02 April 2011

Patent Reform Exposed Part VII – ‘Search to Sealing, and Beyond…’

In previous articles of this series, we have looked in detail at a number of the main proposals in the Draft Intellectual Property Laws Amendment (Raising the Bar) Bill 2011 which would change the substantive requirements for validity of a patent.  In this article, we look at some of the proposals that would change practices, and some of the standards applied, within the Patent Office. 

While some such proposals may affect whether or not a patent is granted, none have any impact on the validity of a granted patent.  The objective is essentially to raise the standards of examination in order to reduce the number of patents actually granted with invalid claims.  As many readers will no doubt be aware, there is no ‘presumption of validity’ of a granted patent in Australia.  On the contrary, section 20 of the Patents Act 1990  expressly disavows any such presumption, and makes clear that the work of the Patent Office is conducted on an ‘all care, but no responsibility’ basis.

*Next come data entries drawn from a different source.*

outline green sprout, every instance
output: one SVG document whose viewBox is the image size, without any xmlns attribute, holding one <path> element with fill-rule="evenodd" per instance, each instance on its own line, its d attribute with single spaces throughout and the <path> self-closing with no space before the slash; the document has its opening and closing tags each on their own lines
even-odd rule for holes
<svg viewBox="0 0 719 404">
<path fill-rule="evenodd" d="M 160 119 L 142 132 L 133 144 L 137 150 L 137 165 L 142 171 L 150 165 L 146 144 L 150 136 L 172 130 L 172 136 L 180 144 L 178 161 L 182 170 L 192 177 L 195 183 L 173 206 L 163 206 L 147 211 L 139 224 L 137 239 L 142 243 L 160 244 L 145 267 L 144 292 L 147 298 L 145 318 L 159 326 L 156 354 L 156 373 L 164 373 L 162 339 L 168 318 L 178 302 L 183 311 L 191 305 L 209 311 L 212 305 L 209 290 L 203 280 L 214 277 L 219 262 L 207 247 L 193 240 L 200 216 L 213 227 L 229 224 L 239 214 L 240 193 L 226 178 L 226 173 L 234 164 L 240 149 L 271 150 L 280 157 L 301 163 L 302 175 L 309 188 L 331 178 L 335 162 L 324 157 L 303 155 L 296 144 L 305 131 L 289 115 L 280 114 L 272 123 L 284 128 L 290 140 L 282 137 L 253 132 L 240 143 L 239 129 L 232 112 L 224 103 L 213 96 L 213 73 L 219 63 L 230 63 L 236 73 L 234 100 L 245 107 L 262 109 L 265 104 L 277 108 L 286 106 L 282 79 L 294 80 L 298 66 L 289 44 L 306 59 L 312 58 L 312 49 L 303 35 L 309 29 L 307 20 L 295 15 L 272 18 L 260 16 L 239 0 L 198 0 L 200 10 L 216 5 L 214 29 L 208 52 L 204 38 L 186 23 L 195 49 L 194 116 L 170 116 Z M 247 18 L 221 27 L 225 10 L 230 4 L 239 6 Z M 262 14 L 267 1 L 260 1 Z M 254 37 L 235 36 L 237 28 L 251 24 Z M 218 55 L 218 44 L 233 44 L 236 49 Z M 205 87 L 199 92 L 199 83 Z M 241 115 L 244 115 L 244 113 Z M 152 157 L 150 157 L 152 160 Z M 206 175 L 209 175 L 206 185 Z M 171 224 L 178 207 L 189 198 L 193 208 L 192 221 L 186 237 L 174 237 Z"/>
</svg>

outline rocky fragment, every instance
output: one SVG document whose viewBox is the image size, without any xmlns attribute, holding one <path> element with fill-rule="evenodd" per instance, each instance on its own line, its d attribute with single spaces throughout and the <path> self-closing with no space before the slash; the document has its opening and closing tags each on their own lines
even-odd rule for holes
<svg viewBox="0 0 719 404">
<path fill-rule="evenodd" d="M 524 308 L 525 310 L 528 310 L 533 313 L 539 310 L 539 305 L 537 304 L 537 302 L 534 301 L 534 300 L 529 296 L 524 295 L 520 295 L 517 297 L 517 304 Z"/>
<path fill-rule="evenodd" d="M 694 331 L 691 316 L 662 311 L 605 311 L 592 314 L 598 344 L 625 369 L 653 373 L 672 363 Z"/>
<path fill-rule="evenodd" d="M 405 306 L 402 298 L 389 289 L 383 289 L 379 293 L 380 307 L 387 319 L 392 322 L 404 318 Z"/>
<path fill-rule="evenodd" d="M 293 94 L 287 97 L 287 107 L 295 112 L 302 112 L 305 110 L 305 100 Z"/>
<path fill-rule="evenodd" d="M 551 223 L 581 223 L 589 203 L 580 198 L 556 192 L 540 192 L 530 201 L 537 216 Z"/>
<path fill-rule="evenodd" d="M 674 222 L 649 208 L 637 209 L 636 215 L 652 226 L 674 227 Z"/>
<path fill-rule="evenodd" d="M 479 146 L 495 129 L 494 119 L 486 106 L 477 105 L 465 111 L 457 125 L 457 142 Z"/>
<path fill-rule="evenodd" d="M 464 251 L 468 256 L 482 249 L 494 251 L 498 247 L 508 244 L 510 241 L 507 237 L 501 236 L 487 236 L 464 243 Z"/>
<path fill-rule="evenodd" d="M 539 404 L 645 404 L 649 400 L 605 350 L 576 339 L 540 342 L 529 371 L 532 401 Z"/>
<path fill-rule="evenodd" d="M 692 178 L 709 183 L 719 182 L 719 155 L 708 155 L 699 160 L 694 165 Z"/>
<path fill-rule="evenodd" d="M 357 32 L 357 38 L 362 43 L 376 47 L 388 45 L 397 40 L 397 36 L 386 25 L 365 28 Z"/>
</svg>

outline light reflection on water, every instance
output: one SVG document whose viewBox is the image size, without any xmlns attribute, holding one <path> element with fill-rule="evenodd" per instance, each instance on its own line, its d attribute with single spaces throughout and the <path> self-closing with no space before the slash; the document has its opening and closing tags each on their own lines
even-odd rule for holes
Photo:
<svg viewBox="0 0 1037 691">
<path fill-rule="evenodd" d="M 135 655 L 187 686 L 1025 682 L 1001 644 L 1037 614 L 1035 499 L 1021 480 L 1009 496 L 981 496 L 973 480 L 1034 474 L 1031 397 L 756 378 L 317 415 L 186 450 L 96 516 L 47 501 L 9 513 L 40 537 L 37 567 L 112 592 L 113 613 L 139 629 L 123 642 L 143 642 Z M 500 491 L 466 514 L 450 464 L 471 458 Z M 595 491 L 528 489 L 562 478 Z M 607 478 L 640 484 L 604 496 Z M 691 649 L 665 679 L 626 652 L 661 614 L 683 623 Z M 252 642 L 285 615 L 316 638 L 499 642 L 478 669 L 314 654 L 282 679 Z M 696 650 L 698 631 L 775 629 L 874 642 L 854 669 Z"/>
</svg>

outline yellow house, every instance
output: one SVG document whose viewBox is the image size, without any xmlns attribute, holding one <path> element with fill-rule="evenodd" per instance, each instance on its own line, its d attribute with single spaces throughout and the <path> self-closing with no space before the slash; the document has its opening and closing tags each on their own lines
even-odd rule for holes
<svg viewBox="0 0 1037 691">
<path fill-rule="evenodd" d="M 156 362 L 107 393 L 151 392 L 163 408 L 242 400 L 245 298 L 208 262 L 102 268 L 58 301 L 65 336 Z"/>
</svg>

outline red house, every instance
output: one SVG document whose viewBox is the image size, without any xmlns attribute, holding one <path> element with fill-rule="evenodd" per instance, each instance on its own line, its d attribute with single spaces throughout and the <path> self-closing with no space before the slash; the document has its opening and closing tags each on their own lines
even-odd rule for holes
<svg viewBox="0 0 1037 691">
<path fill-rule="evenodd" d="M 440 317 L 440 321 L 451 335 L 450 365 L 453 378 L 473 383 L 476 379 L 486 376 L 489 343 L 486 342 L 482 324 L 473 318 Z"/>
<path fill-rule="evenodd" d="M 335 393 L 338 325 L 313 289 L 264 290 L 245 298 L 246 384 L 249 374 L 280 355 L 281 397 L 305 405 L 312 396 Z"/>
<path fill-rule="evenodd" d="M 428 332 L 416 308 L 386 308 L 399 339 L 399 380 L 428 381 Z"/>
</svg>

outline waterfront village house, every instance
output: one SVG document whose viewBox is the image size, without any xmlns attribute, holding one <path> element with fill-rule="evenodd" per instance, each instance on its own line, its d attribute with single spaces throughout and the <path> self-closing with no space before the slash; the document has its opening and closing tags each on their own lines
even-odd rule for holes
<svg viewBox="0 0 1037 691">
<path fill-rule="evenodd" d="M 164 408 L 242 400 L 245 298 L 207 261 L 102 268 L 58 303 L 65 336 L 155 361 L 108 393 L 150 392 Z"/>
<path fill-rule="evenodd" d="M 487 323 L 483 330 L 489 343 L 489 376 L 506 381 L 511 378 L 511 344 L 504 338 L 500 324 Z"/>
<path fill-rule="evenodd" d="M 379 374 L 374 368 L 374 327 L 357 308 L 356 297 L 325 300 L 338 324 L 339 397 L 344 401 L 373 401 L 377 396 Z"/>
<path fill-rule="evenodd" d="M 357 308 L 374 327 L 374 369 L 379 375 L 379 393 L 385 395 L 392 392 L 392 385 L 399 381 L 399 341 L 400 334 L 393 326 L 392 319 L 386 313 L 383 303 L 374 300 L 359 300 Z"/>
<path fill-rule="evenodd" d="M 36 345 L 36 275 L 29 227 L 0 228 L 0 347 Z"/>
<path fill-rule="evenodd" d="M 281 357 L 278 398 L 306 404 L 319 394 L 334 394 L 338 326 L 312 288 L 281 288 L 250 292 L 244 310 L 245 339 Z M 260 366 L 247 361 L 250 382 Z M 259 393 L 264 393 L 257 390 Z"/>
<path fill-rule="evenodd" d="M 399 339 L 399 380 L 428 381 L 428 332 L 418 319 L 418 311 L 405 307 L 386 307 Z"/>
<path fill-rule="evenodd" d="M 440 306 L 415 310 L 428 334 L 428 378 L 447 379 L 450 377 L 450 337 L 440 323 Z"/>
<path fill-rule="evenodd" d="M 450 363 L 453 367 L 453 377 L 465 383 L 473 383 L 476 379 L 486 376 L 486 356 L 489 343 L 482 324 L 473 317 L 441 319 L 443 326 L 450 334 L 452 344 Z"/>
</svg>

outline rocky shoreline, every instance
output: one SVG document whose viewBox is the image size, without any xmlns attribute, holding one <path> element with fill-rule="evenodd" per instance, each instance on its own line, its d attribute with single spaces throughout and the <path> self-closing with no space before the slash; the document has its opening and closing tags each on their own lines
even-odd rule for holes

The proposed changes discussed below are:

  1. provision for preliminary search and opinion;
  2. examination of utility;
  3. permitting examiners to consider evidence of ‘prior use’;
  4. lowering the barrier to refusal of an application; and
  5. changes to amendment provisions.


Proposed new section 43A, subsection (1) provides that:

If a complete application for a standard patent has been made, the Commissioner may conduct a preliminary search and opinion in relation to the patent request and specification relating to the application.

Notably, this is a permissive provision, i.e. the Commissioner may, but is not obliged to, conduct a search and opinion.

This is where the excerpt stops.